Depending on how the syscall is defined in /sys/kernel/btf/vmlinux
, reading struct pt_regs *regs
parameter for fentry/fexit traces causes invalid bpf_context access
error:
SEC("fentry/__x64_sys_recvfrom")
int BPF_PROG(fentry_syscall, struct pt_regs *regs) {
struct event t;
bpf_get_current_comm(t.comm, TASK_COMM_LEN);
u64 id = bpf_get_current_pid_tgid();
t.pid = id >> 32;
// This causes an error on some environment.

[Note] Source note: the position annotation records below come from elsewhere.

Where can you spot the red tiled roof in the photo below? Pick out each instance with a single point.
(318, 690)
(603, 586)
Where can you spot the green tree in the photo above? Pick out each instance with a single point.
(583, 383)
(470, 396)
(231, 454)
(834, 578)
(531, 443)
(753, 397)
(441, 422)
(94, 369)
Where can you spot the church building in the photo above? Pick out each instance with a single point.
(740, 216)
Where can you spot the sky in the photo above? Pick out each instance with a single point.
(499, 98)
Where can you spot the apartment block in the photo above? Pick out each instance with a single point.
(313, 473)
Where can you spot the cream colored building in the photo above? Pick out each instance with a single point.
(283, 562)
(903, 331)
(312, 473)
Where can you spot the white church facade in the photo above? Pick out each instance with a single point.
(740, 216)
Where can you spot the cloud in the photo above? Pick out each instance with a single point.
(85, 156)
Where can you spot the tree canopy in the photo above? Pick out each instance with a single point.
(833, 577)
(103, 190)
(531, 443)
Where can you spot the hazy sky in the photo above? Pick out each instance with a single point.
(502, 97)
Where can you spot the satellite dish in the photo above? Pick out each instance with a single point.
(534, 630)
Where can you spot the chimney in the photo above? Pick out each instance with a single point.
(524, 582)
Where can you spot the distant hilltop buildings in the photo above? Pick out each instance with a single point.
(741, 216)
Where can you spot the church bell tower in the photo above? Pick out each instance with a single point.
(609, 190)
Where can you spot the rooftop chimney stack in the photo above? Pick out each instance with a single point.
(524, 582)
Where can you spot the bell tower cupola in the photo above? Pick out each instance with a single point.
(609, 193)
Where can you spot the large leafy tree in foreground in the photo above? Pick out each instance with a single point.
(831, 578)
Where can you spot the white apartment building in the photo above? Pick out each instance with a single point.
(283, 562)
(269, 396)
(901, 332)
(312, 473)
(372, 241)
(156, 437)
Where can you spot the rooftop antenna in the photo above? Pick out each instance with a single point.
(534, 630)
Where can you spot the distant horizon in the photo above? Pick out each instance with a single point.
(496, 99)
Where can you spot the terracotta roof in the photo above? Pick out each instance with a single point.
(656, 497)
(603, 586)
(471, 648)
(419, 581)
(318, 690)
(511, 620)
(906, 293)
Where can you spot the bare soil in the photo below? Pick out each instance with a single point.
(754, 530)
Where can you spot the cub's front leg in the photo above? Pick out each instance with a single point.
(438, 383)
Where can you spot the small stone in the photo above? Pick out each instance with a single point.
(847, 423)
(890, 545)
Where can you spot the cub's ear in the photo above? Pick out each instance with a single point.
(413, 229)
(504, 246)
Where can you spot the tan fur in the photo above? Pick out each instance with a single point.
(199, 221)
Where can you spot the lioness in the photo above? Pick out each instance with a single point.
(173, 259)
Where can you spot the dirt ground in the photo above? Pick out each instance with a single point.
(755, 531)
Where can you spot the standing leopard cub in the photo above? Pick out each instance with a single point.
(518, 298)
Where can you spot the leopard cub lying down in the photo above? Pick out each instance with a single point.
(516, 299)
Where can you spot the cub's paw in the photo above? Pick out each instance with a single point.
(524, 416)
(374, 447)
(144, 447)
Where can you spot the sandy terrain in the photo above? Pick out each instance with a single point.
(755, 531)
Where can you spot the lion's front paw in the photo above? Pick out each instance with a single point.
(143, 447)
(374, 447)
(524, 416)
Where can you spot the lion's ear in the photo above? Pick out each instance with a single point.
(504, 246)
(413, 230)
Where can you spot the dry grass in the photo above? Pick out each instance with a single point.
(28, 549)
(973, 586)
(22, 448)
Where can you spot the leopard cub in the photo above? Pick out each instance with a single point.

t.fd = PT_REGS_PARM1_CORE(regs);
bpf_printk("comm: %s, pid: %d, fd: %d", t.comm, t.pid, t.fd);
return 0;
$ sudo ./output
2022/07/01 03:33:01 loading objects: field FentrySyscall: program fentry_syscall: load program: permission denied:
arg#0 type is not a struct
Unrecognized arg#0 type PTR
; int BPF_PROG(fentry_syscall, struct pt_regs *regs) {
0: (79) r6 = *(u64 *)(r1 +0)
func '__x64_sys_recvfrom' arg0 type FWD is not a struct
invalid bpf_context access off=0 size=8
processed 1 insns (limit 1000000) max_states_per_insn 0 total_states 0 peak_states 0 mark_read 0
This seems to occur when the parameter defined as BTF is declared as FWD
:
$ bpftool btf dump file /sys/kernel/btf/vmlinux format raw
...
[13362] FWD 'pt_regs' fwd_kind=struct
[13363] CONST '(anon)' type_id=13362
[13364] PTR '(anon)' type_id=13363
[13365] FUNC_PROTO '(anon)' ret_type_id=36 vlen=1
'__unused' type_id=13364
...
[13608] FUNC '__x64_sys_recvmsg' type_id=13365 linkage=static
...
Meanwhile, syscalls/environments with no errors have a concrete type definition like:
$ bpftool btf dump file /sys/kernel/btf/vmlinux format raw
[1] INT 'long unsigned int' size=8 bits_offset=0 nr_bits=64 encoding=(none)
...
[226] STRUCT 'pt_regs' size=168 vlen=21
'r15' type_id=1 bits_offset=0
'r14' type_id=1 bits_offset=64
'r13' type_id=1 bits_offset=128
'r12' type_id=1 bits_offset=192
'bp' type_id=1 bits_offset=256
'bx' type_id=1 bits_offset=320
'r11' type_id=1 bits_offset=384
'r10' type_id=1 bits_offset=448
'r9' type_id=1 bits_offset=512
'r8' type_id=1 bits_offset=576
'ax' type_id=1 bits_offset=640
'cx' type_id=1 bits_offset=704
'dx' type_id=1 bits_offset=768
'si' type_id=1 bits_offset=832
'di' type_id=1 bits_offset=896
'orig_ax' type_id=1 bits_offset=960
'ip' type_id=1 bits_offset=1024
'cs' type_id=1 bits_offset=1088
'flags' type_id=1 bits_offset=1152
'sp' type_id=1 bits_offset=1216
'ss' type_id=1 bits_offset=1280
...
[5183] CONST '(anon)' type_id=226
...
[5189] PTR '(anon)' type_id=5183
...
[5321] FUNC_PROTO '(anon)' ret_type_id=42 vlen=1
'__unused' type_id=5189
...
[17648] FUNC '__x64_sys_recvmsg' type_id=5321 linkage=static
...
I've tested on several distributions and found that how the regs
is defined depends on the distribution/kernel/syscall combination. Why are they so complicated? How can I avoid this error and make my eBPF program run on any (latest) Linux environments.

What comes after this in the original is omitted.